When Huebbers first arrived on the scene as IHS executive vice president from Loudoun County he committed to remaining personally involved with IMVH and the Task Force. He has attended Task Force meetings prior to Doyle's arrival. It was not at the prior meeting September 26,2006.

"I don't see why paid employees of a non-profit organization such as IHS can't see fit to attend four meeting a year of this Task Force," said Task Force member Jeffrey McKay, chief of staff to Lee District Supervisor Dana Kauffman.

"Doyle is supposed to be the advocate for Mount Vernon hospital but she is also a part of IHS. For her to convey the Task Force concerns to them is not appropriate. I think they would naturally get watered down -- even her relating what took place at this meeting," McKay said.

"I also think that the letter that's going to Huebbers requesting he come to future meeting should be stronger. But, I'm going to wait and see if he is present at the next meeting. If not, then I would seriously consider my own letter," he said. That next meeting is scheduled for Wednesday, April 11.

IN MAKING HER REPORT to the Task Force, Doyle said, "We are measuring numerous quality indicators. The Board of Inova has made a commitment that we (IMVH) will focus on quality. We have to make sure we are giving safe care as well as quality care. That determines our medical reimbursements."

However, she also noted that IMVH continues to operate in the red. As of November 30 that deficit was calculated at approximately $900,000 for the month. "We are budgeted to lose approximately $1.9 million in 2006," Doyle told the Task Force. In 2005 the hospital lost just over $2 million, according to Doyle.

The year Herbert left she reported the hospital had achieved a break even financial status following a loss of approximately $7.4 million at the commencement of the rumored closing crisis two years prior. The year previous to her resignation announcement, Herbert had reported a loss of $1.4 million.

"We are not operating close to capacity. Our in-patient count is about the same but our out-patient numbers are down," she said. The ground breaking for the new Inova healthplex at Lorton, which is also planned to supply patients to IMVH, is now scheduled for December of 2007, according to Doyle.

She told the Task Force, "The Quality Core measures at this hospital are among the highest in the nation." Core measures are actions or interventions taken by physicians and/or staff at a given hospital that have been identified to improve patient outcome.

Work at IMVH has been named "best practice" for other Inova hospitals "to model and implement," according to Doyle. "We are focusing our efforts on the highest quality of patient care and those efforts are paying off. Our patient satisfaction scores are climbing which is another indicator of our success," she said.

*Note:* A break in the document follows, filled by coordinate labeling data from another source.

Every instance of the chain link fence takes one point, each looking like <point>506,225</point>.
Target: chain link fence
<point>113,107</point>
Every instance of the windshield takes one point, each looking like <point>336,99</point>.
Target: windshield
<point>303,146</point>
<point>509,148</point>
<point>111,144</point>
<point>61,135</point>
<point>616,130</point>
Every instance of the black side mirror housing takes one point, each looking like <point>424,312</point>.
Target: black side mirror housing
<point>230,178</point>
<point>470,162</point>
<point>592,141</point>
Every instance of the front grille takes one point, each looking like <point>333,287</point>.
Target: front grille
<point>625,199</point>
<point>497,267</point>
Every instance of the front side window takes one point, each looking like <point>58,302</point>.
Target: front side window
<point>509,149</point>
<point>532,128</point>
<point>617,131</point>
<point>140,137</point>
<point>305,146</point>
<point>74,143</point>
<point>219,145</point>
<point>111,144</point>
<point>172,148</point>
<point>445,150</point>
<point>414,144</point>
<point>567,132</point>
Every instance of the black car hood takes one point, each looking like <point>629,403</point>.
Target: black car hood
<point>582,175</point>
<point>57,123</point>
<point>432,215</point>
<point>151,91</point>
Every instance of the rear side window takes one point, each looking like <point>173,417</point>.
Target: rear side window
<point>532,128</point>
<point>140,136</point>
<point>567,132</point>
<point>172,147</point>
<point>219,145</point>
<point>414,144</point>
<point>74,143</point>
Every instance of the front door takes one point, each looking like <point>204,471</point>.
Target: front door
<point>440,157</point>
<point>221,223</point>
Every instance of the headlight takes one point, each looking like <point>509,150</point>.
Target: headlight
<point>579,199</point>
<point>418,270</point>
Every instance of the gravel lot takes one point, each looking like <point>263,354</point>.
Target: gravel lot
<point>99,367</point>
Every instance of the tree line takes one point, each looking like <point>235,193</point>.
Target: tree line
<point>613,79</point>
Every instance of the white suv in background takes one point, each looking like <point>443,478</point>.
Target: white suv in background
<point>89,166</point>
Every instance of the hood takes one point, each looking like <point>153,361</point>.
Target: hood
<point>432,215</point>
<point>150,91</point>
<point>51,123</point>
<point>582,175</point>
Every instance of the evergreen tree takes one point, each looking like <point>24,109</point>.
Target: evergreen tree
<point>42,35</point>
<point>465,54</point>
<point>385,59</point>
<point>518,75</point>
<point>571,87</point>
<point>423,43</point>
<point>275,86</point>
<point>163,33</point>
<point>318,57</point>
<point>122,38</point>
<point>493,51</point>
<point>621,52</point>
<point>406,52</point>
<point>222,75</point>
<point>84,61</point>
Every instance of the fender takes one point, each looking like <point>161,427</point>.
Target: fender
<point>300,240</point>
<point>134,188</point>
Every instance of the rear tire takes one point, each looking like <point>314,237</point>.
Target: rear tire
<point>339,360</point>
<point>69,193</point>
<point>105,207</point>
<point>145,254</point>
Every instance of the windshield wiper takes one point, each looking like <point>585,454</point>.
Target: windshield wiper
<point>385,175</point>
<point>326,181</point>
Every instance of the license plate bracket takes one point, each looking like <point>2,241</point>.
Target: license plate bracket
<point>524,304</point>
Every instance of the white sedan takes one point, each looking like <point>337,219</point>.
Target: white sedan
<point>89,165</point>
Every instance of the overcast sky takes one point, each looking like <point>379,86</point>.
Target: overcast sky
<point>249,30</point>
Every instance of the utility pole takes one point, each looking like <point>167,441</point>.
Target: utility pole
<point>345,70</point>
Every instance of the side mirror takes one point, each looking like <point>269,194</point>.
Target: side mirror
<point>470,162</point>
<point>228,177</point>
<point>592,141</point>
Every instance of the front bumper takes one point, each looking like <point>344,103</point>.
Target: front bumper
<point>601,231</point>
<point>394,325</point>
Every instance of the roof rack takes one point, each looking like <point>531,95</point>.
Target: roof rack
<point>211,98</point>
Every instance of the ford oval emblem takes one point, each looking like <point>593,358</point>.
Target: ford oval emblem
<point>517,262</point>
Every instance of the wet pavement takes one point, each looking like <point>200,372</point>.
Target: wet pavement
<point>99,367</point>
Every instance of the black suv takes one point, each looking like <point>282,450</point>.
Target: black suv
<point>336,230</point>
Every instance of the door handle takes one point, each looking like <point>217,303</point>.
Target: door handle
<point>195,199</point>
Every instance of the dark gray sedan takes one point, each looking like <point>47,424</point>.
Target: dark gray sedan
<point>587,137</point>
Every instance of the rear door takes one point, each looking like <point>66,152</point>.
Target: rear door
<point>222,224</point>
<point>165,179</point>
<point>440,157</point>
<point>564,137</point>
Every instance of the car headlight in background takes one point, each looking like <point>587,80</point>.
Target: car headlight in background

One of the hoped for developments of the future was for IMVH and Fort Belvoir's DeWitt Army Hospital to work more closely in the future, particularly in the specialty of obstetrics. "I haven't heard anything positive coming out of the Army on this," said Hyland in his report on BRAC developments.

"Until the Army has their act together we can't do anything. I have made myself available for discussions. But, they have not responded," Doyle said.

There have been only six instances nationwide where the military has joined with civilian hospitals in the practice of obstetrics, according to Barker. "It's not their (military) method of operation," he said.